If a play is presented to the theatergoing public as a thriller it has to offer a thrill or two. And as a personal fan of the genre, I live in hope of the comeback it richly deserves. Broadway hasn’t given us a successful one since Ira Levin’s Deathtrap forty-one years ago (which is a long time to wait). One of my ten-best lifetime theatergoing experiences was the original production of Anthony Shaffer’s Tony Award winning Best Play Sleuth in 1970, which I saw as a teenager. Even after nearly half a century, I have never forgotten its effect on me which was that of a roller-coaster ride, with the ups and downs of its cat and mouse game keeping me nervously on the edge of my seat. But Fear, at a mere length of seventy minutes, misses the twists and turns necessary to jack up the stakes, ultimately making me feel unaffected by most of what transpired.

 

 

I can’t really fault the actors or the director, since the script metaphorically tied their hands behind their backs. On stage, one of the three actors actually had his hands tied behind his back for much of the play, and again—I never felt he was in anything less than a contrived jeopardy. The plot concerns a missing girl in a local New Jersey community, and the lead character of Phil (Enrico Colantoni), a hot-under-the-collar blue-collar self-described vigilante, who is only too happy to lead a search party. Things kick off promisingly with his having captured the fifteen-year-old Jamie (Alexander Garfin), suspiciously hanging about the woods where the girl was last seen. Then after a brief interrogation which yields nothing, one of Phil’s neighbors Ethan (Obi Abili), a bespectacled Princeton University professor stumbles upon them in the abandoned shack where the play takes place. This sets the scene for the difference between Ethan and Phil; the former educated at the best schools, and the latter, whose learning is by way of the school of life. And with poor Jamie stuck in the middle, and not really granted all that much to say for the play’s short-spanned seventy minutes running time, it does not allow for a terribly interesting battle of wits. The only mystery to me is that the play is being billed as thriller, as not only does the tension fizzle out completely over whether the captive will be found dead or not, but the young boy doesn’t convey any sense of danger to himself or to his would-be captors. Depriving that character of a whip-smart intellect, leaves him ill-equipped to referee the two adult characters. He just sits in a chair tied up, which is insufficiently dramatic to say the least.
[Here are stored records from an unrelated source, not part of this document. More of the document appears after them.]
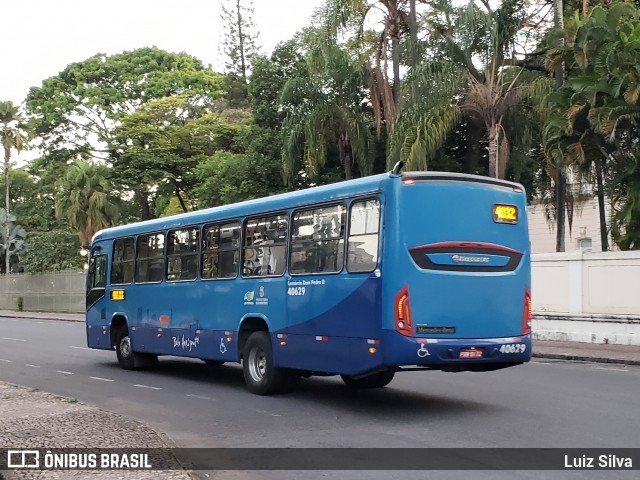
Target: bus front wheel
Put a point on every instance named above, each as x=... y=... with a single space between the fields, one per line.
x=123 y=349
x=377 y=380
x=260 y=375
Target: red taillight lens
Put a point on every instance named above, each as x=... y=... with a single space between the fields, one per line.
x=527 y=314
x=402 y=312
Putting three people on stage of different backgrounds and socio-economic class also isn’t enough to guarantee the kind of fraught-filled tension playwright Matt Williams and director Tea Alagic are hoping for here. I suppose a town’s plumber, a tenured professor and an anxious and insecure kid might have been the sorts of characters to provide proper tension for another play, but not in one where the dialogue and plotting lack the force to convey anything close to genuine terror. Sadly, this misnamed Fear doesn’t create near the suspense to warrant its title.

Photos: Jeremy Daniel

 

Fear is at the Lucile Lortel Theatre at 121 Christopher (between Hudson and Bleecker Street) now through December 8th.